Take a look. It’s wrought iron stems. Take another. No, it’s a detailed pencil drawing. Look closer, and the image reveals itself. A photograph of four coiled fern fronds, laid out against an unadorned background, veins, hairs, buds picked out in graphic detail. In their eerie monochrome beauty, it is continually difficult to lose the sense that they are something entirely otherworldly – an Arizona blossom, divested of its petals, becomes a dragon’s claw; the top of a shoot of Horsetail turns into a layer cake; the opening bud of a Manna Ash blossom recalls the terrifying extra-terrestrial in Ridley Scott’s Alien.

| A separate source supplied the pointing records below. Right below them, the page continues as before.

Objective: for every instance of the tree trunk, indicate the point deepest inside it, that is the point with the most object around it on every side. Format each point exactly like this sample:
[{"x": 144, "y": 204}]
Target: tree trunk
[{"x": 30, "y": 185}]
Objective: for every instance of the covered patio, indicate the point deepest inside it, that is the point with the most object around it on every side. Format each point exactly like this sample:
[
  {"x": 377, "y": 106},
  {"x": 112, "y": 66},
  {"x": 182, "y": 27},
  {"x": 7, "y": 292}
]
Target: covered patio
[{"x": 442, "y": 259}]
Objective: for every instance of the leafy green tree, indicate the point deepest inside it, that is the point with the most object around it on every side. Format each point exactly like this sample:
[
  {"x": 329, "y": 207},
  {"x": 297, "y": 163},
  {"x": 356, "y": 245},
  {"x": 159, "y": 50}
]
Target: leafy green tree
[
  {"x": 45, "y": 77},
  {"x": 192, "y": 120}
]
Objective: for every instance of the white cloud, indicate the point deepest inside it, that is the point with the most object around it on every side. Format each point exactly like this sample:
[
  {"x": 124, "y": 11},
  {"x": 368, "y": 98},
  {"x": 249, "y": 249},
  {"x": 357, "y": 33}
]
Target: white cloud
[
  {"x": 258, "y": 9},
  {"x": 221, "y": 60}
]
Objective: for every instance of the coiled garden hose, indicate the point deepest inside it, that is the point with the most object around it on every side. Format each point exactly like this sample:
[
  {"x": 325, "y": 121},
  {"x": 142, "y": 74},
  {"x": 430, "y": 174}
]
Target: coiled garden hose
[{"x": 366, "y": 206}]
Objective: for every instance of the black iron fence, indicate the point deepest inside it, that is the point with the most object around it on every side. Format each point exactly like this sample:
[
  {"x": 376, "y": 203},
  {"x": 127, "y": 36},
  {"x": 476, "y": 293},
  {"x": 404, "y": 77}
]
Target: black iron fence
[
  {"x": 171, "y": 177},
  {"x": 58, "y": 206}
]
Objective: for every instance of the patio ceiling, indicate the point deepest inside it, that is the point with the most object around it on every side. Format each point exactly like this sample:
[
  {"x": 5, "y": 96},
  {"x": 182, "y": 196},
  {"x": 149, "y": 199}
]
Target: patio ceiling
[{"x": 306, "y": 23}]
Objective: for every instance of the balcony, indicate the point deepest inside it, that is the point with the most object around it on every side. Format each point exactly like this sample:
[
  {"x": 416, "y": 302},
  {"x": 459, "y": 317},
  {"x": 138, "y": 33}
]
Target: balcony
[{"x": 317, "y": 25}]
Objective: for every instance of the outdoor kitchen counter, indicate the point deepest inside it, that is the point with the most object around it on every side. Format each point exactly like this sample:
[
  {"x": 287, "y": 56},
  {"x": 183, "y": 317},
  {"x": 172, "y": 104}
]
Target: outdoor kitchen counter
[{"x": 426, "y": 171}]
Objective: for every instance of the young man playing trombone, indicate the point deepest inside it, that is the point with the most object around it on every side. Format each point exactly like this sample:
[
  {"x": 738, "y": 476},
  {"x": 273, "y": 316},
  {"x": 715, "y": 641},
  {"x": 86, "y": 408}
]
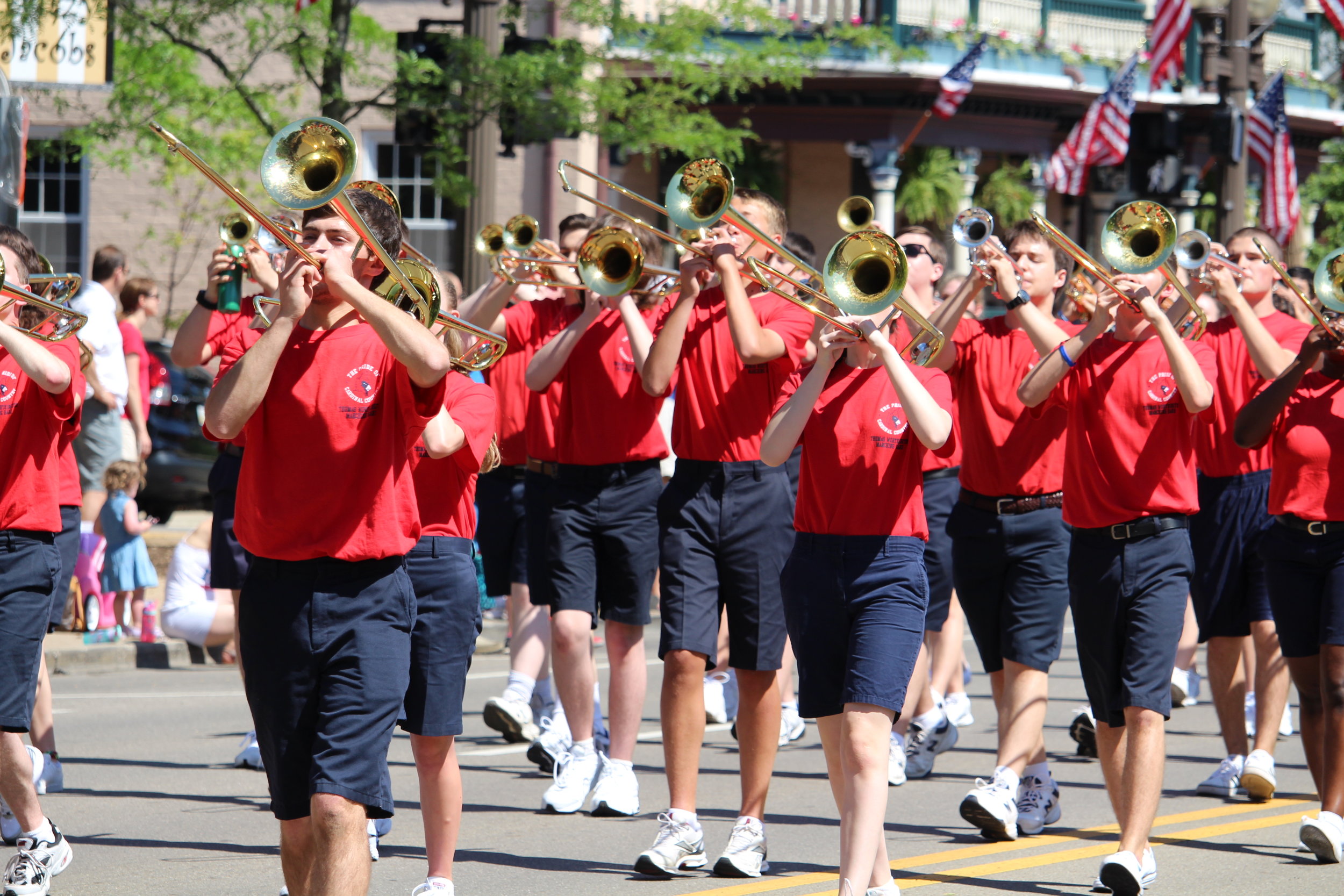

Modern in conception and structure, it is perhaps surprising to discover that these extraordinary works date back to the early 20th century. They are the work of artist, scientist and pioneer Karl Blossfeldt, whose passion for the study of form within nature saw him dedicate 35 years to exclusively botanical photography. Taken on cameras that Blossfeldt conceived and built himself, his aim was the extreme magnification of his subjects, and their stark presentation was designed to focus the eye on the simple, unaffected beauty of nature. Yet his works were being created at a singular time in the development of art, a pivotal juncture between Art Nouveau and Modernism. His works presented the world with hitherto unknown patterns and designs inherent in nature, which inspired the Surrealists, and captured the spirit of “New Objectivity – a cultural movement that asserted a factual, direct approach to a subject.” And the 80 original prints currently showing at London's Whitechapel Gallery demonstrate that Blossfeldt's clarity and prescience resonates just as loudly in the 21st century as it did in the 20th.
Karl Blossfeldt is at the Whitechapel Gallery, London, until June 14 2013.